The Pistons became just the third franchise in NBA history to win back-to-back championships, joining the Los Angeles Lakers and Boston Celtics.
The Trail Blazers last made the NBA Finals when they won the NBA championship in 1977. In between finals appearances, the Blazers made the playoffs every year except 1982, but most of the time were eliminated in the first or second round. Along the way, Portland built a core that would turn the team into title contenders, adding Clyde Drexler, Terry Porter and Jerome Kersey through the draft while signing or trading for players such as Buck Williams and Kevin Duckworth. The addition of Williams cost Portland once-promising center Sam Bowie, whose career had been curtailed by a series of leg injuries after being drafted second overall in the 1984 NBA draft. Early in the 1988–89 season, the Blazers fired head coach Mike Schuler and replaced him with assistant Rick Adelman, who would go on to win over 1,000 regular season games in 23 NBA seasons.

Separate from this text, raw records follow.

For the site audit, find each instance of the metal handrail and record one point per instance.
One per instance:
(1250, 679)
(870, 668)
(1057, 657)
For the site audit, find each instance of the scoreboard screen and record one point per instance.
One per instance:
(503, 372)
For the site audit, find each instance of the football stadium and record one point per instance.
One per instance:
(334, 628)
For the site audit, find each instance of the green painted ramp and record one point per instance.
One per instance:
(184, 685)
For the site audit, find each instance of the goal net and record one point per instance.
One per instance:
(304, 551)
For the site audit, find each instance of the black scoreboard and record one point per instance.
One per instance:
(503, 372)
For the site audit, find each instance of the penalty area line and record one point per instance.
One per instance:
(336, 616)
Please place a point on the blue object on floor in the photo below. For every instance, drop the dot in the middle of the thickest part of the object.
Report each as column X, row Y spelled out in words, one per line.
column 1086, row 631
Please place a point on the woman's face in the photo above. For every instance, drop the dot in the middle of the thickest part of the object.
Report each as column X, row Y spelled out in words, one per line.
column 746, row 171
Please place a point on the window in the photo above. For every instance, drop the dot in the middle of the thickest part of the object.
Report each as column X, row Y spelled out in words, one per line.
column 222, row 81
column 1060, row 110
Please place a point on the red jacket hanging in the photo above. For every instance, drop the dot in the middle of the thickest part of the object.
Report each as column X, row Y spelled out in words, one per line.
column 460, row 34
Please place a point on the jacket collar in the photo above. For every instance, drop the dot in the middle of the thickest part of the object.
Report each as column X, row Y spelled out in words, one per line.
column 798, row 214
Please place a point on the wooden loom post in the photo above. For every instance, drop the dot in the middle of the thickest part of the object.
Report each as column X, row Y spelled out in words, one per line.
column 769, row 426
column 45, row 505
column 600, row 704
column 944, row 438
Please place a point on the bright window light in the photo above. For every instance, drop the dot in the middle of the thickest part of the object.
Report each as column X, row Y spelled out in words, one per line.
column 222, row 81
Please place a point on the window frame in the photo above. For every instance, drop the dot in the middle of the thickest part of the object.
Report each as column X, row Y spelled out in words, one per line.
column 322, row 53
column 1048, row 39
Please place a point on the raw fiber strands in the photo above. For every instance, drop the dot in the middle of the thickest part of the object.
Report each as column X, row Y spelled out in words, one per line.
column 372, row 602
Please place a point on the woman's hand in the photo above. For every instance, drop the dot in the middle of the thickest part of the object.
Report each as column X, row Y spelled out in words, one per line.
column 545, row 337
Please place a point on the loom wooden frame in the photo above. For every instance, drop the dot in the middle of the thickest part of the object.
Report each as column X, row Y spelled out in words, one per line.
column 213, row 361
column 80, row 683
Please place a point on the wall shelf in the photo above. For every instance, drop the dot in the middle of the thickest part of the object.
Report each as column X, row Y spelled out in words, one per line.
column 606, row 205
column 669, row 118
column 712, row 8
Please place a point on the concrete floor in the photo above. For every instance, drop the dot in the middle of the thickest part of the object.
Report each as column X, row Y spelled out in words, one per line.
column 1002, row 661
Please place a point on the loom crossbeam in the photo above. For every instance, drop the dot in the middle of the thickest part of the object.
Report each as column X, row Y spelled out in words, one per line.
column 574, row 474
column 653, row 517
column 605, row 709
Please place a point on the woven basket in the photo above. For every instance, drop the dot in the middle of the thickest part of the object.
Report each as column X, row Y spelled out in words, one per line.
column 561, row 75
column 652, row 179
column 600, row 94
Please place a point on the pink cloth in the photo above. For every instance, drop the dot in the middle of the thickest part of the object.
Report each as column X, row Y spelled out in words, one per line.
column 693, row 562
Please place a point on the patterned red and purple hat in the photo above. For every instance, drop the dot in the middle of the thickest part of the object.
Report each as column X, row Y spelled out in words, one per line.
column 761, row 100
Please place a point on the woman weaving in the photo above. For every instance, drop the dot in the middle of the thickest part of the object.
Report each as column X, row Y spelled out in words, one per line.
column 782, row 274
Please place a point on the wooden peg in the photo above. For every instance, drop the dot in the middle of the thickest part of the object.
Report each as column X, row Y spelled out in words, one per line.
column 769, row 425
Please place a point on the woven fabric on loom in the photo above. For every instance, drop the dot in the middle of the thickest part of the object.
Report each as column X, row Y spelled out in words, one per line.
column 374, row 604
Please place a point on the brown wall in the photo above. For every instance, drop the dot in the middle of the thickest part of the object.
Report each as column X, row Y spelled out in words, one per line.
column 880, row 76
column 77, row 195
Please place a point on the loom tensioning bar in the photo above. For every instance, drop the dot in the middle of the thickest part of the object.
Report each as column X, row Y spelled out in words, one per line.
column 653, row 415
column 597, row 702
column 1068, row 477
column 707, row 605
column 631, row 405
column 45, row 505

Entering the 1989–90 season with modest expectations, the Trail Blazers surprised the NBA by posting a 59–23 record, good enough for the third seed in the Western Conference. In the playoffs, they swept the Dallas Mavericks in the first round, defeated the San Antonio Spurs in seven games during the second round, and eliminated the Phoenix Suns in six games of the conference finals.